Let's assume that the WebIssues system is used for internal communication between team members, replacing the discussion forums or mailing lists. A folder represents a forum or a list related to a specific topic, and an issue represents a thread of discussion.

Simple forum

John Smith is a new employee in your company and just learns to use various programs that he needs for work. One of the accounting programs, Big Finances, will not run and instead displays an incomprehensible error message. Smith logs into the WebIssues system and opens the Help folder. Then he adds a new issue and names it Problem with Big Finances. In the issue description he explains what he was doing when the problem occurred. He also attaches a screenshot of the error message as an image file.

Since you are trying to help new employees, you peek to the Help folder on a regular basis. All threads (issues) are by default sorted by the date of last modification. What's more, new threads, which you haven't read yet, are marked with a yellow, closed envelope and with bold font — just like in many email programs and discussion forums. You open the issue, read the description of the problem and open the attachment.

This is a fairly common problem — it's enough to delete one wrong file and the Big Finances program should work again. You add a comment to the issue, describing the solution. Shortly thereafter, Smith looks back to the Help folder and observes that his issue is marked with a green, closed envelope and bold font. This means that someone else has changed the issue since the time when he last opened it. Smith reads your comment, performs the described steps and runs the program. Then he replies that the solution you described helped him solve the problem. Looking at the Help folder again, you soon notice a green envelope; you have just helped someone again, without even leaving your seat.

Service requests

Half a year later the company has grown so much that you are no longer able to help all employees without neglecting your own duties. Worse still the company started using new software, Great Finances, which you don't know so well and you can't solve all problems by yourself. Regular forums were no longer sufficient, so it was necessary to introduce a virtual service desk.
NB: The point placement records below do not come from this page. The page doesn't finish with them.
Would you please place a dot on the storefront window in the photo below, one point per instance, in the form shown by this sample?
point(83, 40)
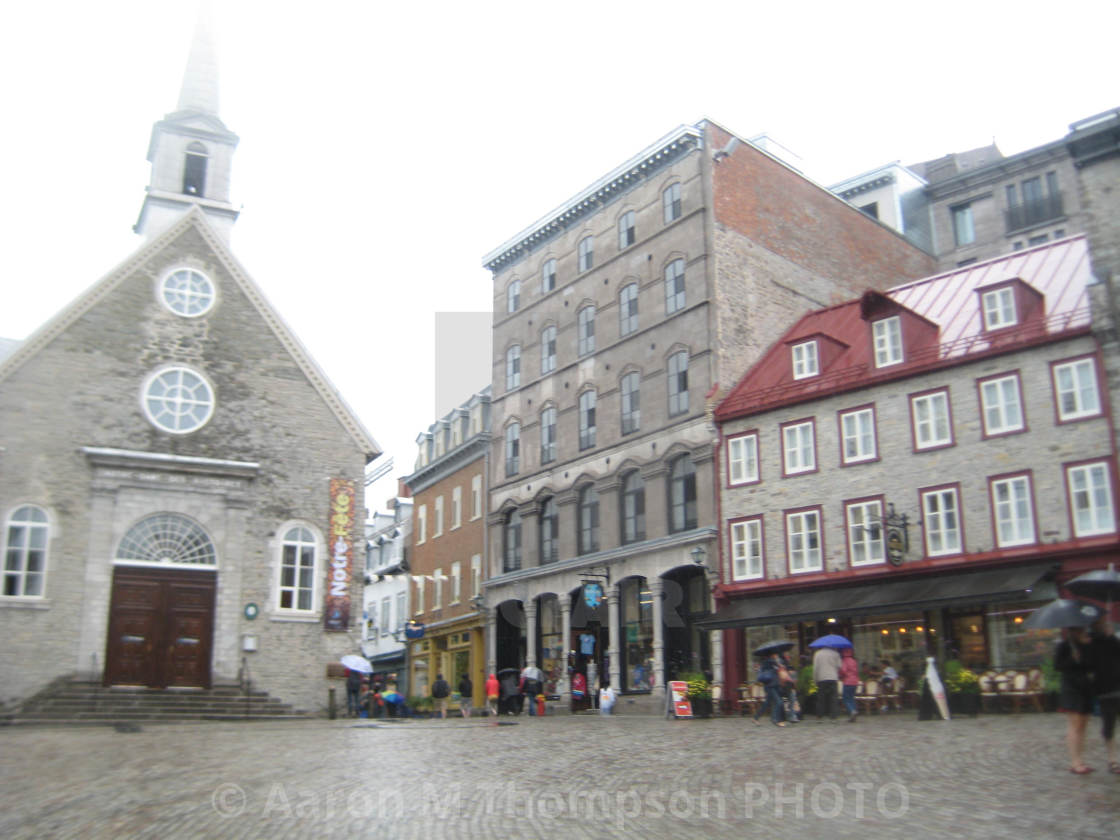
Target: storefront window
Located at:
point(552, 659)
point(636, 615)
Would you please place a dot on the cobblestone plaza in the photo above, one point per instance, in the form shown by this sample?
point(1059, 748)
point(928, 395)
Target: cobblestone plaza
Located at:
point(890, 776)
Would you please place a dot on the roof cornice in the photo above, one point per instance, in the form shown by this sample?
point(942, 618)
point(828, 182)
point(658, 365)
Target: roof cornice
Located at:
point(651, 159)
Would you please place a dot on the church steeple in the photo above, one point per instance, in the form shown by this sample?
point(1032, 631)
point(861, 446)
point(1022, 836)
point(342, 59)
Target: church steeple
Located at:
point(192, 149)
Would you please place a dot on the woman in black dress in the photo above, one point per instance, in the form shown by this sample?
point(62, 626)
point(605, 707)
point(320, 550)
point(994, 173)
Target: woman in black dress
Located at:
point(1075, 698)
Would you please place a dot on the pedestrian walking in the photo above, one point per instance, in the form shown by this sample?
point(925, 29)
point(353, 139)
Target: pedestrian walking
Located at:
point(849, 678)
point(826, 674)
point(466, 696)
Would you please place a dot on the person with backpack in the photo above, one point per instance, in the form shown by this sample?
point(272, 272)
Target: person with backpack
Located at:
point(440, 691)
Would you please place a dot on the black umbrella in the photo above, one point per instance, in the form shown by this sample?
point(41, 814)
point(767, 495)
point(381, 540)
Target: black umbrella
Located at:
point(770, 647)
point(1063, 613)
point(1100, 585)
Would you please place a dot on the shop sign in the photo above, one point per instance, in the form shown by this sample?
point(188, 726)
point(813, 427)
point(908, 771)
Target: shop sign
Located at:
point(341, 530)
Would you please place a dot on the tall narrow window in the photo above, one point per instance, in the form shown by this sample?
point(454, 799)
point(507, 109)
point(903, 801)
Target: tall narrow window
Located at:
point(586, 329)
point(627, 309)
point(671, 203)
point(513, 367)
point(633, 507)
point(548, 350)
point(587, 426)
point(626, 231)
point(586, 253)
point(548, 276)
point(26, 552)
point(548, 435)
point(678, 383)
point(512, 449)
point(674, 287)
point(588, 520)
point(682, 495)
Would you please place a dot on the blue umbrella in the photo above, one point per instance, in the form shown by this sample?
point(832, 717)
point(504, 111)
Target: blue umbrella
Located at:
point(831, 641)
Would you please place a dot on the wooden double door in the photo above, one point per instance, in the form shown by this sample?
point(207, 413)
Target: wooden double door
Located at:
point(160, 627)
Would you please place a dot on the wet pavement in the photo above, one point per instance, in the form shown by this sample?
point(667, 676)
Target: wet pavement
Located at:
point(563, 776)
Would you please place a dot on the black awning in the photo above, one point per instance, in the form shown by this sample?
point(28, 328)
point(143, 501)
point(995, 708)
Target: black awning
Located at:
point(1015, 582)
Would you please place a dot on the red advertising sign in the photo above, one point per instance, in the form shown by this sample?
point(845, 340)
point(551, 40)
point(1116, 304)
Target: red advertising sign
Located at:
point(679, 692)
point(341, 546)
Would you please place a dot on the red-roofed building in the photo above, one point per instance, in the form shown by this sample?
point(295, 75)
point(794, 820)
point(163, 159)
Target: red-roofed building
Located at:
point(916, 468)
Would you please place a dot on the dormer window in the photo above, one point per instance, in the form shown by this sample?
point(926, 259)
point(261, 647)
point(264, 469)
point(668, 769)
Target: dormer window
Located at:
point(888, 342)
point(999, 308)
point(194, 170)
point(805, 361)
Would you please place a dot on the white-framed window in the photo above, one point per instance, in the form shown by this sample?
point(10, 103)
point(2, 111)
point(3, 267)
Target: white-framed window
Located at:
point(549, 435)
point(548, 276)
point(803, 541)
point(805, 363)
point(998, 307)
point(674, 287)
point(586, 253)
point(930, 416)
point(1001, 406)
point(743, 458)
point(1013, 511)
point(585, 324)
point(799, 448)
point(1075, 390)
point(299, 550)
point(747, 549)
point(678, 383)
point(548, 350)
point(866, 544)
point(942, 522)
point(476, 496)
point(671, 203)
point(627, 234)
point(512, 449)
point(25, 551)
point(631, 390)
point(627, 309)
point(1091, 505)
point(857, 436)
point(887, 334)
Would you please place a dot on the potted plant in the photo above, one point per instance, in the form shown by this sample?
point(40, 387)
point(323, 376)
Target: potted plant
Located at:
point(699, 693)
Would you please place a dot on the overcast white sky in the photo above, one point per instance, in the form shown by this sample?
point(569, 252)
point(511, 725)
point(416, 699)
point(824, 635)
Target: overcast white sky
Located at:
point(386, 147)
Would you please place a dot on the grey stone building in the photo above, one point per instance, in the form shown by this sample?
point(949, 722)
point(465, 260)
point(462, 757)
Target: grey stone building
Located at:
point(182, 486)
point(619, 318)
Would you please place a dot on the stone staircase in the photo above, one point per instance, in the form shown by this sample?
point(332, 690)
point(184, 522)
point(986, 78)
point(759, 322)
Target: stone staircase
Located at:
point(76, 702)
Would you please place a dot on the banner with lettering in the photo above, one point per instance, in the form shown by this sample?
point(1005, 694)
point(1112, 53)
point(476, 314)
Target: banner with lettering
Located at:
point(341, 546)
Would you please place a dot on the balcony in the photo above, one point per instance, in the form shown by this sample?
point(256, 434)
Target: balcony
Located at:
point(1035, 212)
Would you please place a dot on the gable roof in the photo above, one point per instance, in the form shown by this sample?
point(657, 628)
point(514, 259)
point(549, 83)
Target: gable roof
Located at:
point(945, 307)
point(104, 287)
Smith has been using the new Great Finances program for some time and he's doing well, but he just encountered a problem with accounting invoices. Smith logs into the WebIssues system and opens the Great Finances folder — because of the large number of requests, they had to be divided into separate folders associated with various programs. When adding the new issue, in addition to the name, he now also has to fill some additional fields (attributes) — the type of problem, the name of the module and the version of the program. He also includes a detailed description of the problem.
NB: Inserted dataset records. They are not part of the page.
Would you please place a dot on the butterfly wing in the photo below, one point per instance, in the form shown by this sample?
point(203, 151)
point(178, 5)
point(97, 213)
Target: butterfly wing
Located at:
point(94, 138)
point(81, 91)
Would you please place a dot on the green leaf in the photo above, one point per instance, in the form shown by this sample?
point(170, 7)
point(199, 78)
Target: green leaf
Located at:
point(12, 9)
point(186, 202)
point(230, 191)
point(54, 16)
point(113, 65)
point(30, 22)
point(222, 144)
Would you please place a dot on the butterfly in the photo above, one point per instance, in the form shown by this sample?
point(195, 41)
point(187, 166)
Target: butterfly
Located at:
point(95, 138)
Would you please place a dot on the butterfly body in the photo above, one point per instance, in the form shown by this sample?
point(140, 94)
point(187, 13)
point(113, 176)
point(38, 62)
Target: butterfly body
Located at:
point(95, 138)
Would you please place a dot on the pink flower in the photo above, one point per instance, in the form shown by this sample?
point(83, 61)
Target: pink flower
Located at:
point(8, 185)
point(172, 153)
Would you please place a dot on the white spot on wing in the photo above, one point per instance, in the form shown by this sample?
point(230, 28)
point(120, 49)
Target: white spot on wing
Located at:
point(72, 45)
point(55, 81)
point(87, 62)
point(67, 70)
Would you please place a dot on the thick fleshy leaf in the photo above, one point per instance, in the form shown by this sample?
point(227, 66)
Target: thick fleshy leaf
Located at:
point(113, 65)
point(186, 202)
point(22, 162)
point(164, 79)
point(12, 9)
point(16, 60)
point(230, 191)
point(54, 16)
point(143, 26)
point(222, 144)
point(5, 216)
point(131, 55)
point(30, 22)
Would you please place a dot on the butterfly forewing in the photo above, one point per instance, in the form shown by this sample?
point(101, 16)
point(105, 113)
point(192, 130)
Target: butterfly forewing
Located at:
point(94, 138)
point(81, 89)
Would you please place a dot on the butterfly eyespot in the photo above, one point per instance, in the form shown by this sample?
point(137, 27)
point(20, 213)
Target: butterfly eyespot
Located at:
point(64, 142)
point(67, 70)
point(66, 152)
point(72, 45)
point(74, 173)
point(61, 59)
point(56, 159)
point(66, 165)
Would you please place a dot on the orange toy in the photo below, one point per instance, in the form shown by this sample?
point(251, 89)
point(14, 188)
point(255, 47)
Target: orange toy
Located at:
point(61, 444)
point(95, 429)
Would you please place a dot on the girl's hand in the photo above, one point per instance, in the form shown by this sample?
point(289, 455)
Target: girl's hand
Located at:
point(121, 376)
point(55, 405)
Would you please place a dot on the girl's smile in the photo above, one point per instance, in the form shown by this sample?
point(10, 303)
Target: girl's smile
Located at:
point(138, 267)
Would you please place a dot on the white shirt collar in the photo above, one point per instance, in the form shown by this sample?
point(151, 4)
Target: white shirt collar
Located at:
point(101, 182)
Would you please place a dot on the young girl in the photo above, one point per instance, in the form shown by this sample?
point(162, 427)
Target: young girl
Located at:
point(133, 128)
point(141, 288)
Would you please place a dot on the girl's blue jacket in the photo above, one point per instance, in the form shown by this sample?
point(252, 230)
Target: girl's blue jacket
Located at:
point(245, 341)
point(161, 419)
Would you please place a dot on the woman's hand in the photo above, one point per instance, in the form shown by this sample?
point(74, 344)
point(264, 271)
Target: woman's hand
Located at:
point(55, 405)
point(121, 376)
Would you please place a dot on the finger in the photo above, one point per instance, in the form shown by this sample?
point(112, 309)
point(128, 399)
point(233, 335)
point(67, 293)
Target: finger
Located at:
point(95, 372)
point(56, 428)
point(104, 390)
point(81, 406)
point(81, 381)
You continue to regularly peek into the service system, but you mainly deal with assigning new requests to others and you only solve issues related to Big Finances by yourself.
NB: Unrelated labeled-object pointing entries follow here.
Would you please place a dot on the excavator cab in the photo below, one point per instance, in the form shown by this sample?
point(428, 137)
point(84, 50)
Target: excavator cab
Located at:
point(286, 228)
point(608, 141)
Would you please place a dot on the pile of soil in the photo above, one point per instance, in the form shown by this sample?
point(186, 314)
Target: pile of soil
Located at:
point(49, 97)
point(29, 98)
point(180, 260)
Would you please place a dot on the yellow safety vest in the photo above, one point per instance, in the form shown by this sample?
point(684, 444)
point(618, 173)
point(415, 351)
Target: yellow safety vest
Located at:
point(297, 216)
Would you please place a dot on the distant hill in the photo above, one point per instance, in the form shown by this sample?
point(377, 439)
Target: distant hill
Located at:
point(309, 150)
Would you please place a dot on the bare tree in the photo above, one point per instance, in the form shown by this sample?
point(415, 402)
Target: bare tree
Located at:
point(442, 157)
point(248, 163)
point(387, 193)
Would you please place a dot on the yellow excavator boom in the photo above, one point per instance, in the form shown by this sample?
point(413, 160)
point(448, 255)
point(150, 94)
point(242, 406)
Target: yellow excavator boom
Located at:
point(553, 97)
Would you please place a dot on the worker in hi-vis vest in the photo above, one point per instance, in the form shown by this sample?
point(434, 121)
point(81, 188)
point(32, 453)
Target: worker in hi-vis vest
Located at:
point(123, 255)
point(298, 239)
Since there are a lot of requests in the system, you are now using the New Requests view, which displays only those issues that haven't been yet assigned to any person. In this view, there is a new request created by Smith. Without even having to read the description of the problem, you look at the type of problem and the name the module and then you start editing the issue. In the Assigned To field you browse through the list of members and pick Adam Green, who specializes in accounting invoices. After saving the issue it disappears from the New Requests view, since it has already been assigned.

Adam Green uses the Active Requests view, in which he sees only issues assigned to him, and which have the Active status (which is the default for newly created requests). Because he doesn't always have time to keep looking into it, he turned on an additional notification, which informs him by email about new issues in this view. Green needs more information from Smith, so he adds a comment asking for it. Smith sees the issue in the My Requests view, containing all active issues which were created by him — a green icon, just like before, informs him about all changes to the attributes and new comments.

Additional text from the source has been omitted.